The frequency of occurrence of each color was computed to compare the color distribution between paintings and graffiti. For this analysis, the bin size was 1 unit in CIELAB, i.e., colors are the same if they are less than 1 unit apart. Figure 9 shows the results of this analysis: panels A and B show the contour lines of the frequency of occurrence of the colors in paintings and graffiti, respectively; panels C and D represent the a* and b* histograms for paintings and graffiti, respectively. These data show that the colors in graffiti are used more isotopically than in paintings, i.e., the color distribution of graffiti is consistent with the fact that the corresponding gamut orientations are more spread out (Figure 9B,D), as also shown in Figure 8, while for paintings they are more pronounced on the b* axis (Figure 9A,C).

4. Discussion

We show here that graffiti artists and more traditional artists use colors in very similar ways. They produce similar colors in their compositions, expressed by the same balance and variability across perpendicular directions in the color space. In other words, the color gamuts of paintings and graffiti (see Figure 5) are similarly elongated (see the axis ratio in Figure 7 representing the balance) and oriented (see the angle in Figure 8 representing the direction of variability), showing a tendency for combining similar colors in the same proportions. Taken together, these facts suggest that, in terms of color structure, graffiti is comparable to paintings and thus is also an art expression.
There are, however, differences between graffiti and paintings. Graffiti display a greater diversity of colors, and the colors are more intense (see Figure 5 for the color gamut sizes of both graffiti and paintings). In other words, the colors are more saturated because graffiti artists are taking advantage of the new generation of artificial pigments available nowadays. Therefore, in graffiti, the gamut areas are larger (see Figure 6) and the orientations of the gamuts are more spread out, revealing a less tuned selection of the preferred colors (see Figure 8) and suggesting that graffiti artists have more freedom in color choices.
The chromatic structure of graffiti also carries regularities of the natural world. It was shown that paintings share a number of visual properties with natural scenes, particularly in terms of some color statistics [30]. Thus, it is probable that painters mimic, to a certain extent, the natural structure of the world, even in abstract artworks. Similarly to paintings, graffiti show a tendency to contain colors close to the yellow–blue axis (see Figure 5 and Figure 8), which are a characteristic of the natural environment [44,45], suggesting that graffiti artists’ color choices also mimic those of the natural world.
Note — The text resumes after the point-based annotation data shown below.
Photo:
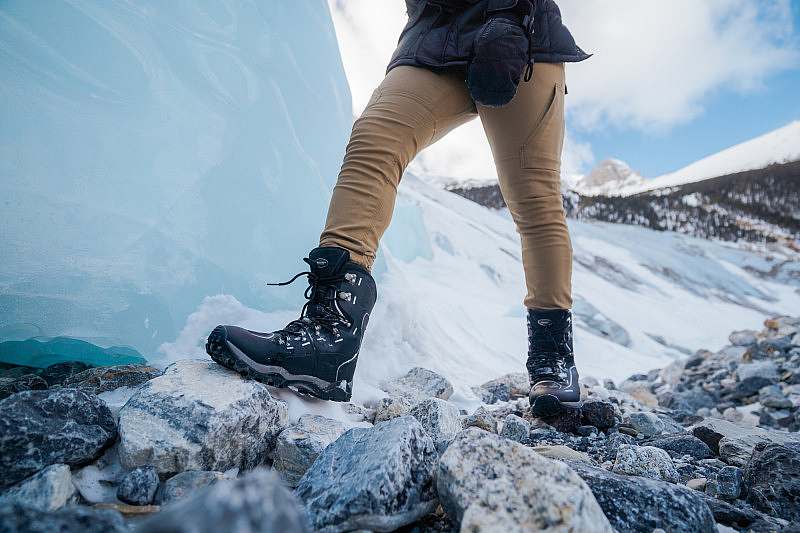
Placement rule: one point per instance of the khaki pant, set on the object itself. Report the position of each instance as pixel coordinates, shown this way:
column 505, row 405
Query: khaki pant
column 415, row 107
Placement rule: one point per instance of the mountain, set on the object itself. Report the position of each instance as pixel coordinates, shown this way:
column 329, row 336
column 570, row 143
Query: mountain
column 608, row 177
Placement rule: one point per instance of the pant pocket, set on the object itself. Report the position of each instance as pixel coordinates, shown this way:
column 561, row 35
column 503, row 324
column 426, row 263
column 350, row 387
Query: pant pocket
column 542, row 148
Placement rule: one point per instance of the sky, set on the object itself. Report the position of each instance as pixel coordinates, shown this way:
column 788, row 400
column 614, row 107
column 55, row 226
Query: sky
column 669, row 82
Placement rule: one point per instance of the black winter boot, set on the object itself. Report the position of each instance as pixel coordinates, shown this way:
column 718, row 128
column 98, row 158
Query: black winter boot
column 551, row 362
column 317, row 353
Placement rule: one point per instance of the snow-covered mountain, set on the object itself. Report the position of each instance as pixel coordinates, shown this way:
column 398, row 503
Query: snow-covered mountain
column 608, row 177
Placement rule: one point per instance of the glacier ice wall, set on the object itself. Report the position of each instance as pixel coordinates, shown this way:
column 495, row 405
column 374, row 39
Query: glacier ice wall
column 153, row 153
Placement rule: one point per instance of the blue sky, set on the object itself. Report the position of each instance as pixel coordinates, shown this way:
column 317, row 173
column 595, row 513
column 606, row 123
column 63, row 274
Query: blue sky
column 728, row 117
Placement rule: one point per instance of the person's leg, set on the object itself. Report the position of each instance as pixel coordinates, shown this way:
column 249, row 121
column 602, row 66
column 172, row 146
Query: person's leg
column 526, row 137
column 412, row 108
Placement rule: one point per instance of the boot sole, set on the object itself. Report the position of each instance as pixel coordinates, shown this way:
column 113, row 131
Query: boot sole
column 224, row 354
column 548, row 405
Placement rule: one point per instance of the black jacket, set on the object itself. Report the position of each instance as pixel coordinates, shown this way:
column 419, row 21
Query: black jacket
column 490, row 39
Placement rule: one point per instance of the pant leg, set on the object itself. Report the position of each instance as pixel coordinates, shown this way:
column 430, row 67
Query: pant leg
column 412, row 108
column 526, row 137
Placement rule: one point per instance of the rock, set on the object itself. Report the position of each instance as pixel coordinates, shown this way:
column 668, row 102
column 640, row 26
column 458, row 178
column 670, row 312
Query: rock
column 56, row 374
column 683, row 444
column 182, row 485
column 389, row 408
column 482, row 419
column 41, row 428
column 516, row 428
column 108, row 378
column 599, row 414
column 726, row 484
column 639, row 504
column 562, row 453
column 22, row 383
column 257, row 502
column 488, row 483
column 645, row 461
column 698, row 484
column 138, row 487
column 378, row 478
column 772, row 480
column 300, row 443
column 734, row 444
column 745, row 337
column 47, row 490
column 419, row 384
column 199, row 416
column 440, row 419
column 648, row 424
column 20, row 518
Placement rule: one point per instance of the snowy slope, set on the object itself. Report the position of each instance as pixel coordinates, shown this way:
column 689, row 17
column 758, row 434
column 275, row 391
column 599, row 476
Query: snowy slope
column 779, row 146
column 450, row 296
column 152, row 153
In addition, the full color gamut of graffiti (see Figure 5) is very similar to that of natural scenes, even more than the traditional paintings [30], suggesting that graffiti is also bringing nature into the city.
This work is based on the analysis of a collection of graffiti from São Paulo, Brazil. This city is considered one of the major cities for street art [5] but still represents a limited sample. To estimate the extent to which these graffiti can be considered a representative sample of the graffiti production worldwide, we analyzed 434 photos download from google.com of graffiti from other major cities ranked as best graffiti cities in the world [46,47,48,49,50]: Berlin, Bogota, and Paris (listed in all five rankings); LA, London, Melbourne, and NYC (listed in four out of the five rankings). We analyzed their colors in the same way as described here but without colorimetric calibration. The results support the generalization claimed in this study as the same trends were revealed. A similar exercise was carried out with paintings. We selected 500 paintings of different epochs, painters and styles from a public database [51] and did the same analysis, also without colorimetric calibration. Again, the results were very similar, supporting the notion that our sample is representative of traditional paintings as well as of graffiti worldwide.
Graffiti have chromatic structures similar to those of paintings, revealing a tendency for combining similar colors in the same proportions. The preferred colors are also close to the same yellow–blue axis of color space, suggesting that, like more traditional artists, graffiti artists’ color choices mimic those of the natural environments. Even so, graffiti tend to have more saturated colors due to the availability of a new generation of synthetic pigments, resulting in a broader distribution of chromatic parameters than that of paintings and suggesting greater freedom in the choice of colors. In summary, by sharing their color structures with those of paintings, graffiti contribute to bringing art to the cities.

Author Contributions

Conceptualization, C.F.-S. and S.M.C.N.; Data curation, C.F.-S. and S.M.C.N.; Formal analysis, C.F.-S. and S.M.C.N.; Investigation, C.F.-S., C.M.G., A.E.G. and S.M.C.N.; Methodology, C.F.-S. and S.M.C.N.; Writing—original draft, C.F.-S. and S.M.C.N.; Writing—review & editing, C.F.-S., C.M.G., A.E.G. and S.M.C.N. All authors have read and agreed to the published version of the manuscript.

Funding

This work was supported by Fundação CAPES (Coordenação de Aperfeiçoamento de Pessoal de Nível Superior) to Carlo M. Gaddi (88882.376512/2019-01), and the Portuguese Foundation for Science and Technology (FCT) in the framework of the Strategic Funding UID/FIS/04650/2019.

Acknowledgments

We thank Dora Fix Ventura and Balázs Vince Nagy for advice about data collection. We thank Juliana Iwashita and the Exper Solutions for the use of the spectro-colorimeter Everfine SPIC-200. We are also grateful to the graffiti artists Claudia Tostes, Enivo, Mauro Neri, Wellington Neri-Tim, the collective Imargem (Caio), São Miguel (Henrique), and Pimp My Carroça (Bea) for advice on graffiti and paint samples.

Conflicts of Interest

The authors declare no conflict of interests.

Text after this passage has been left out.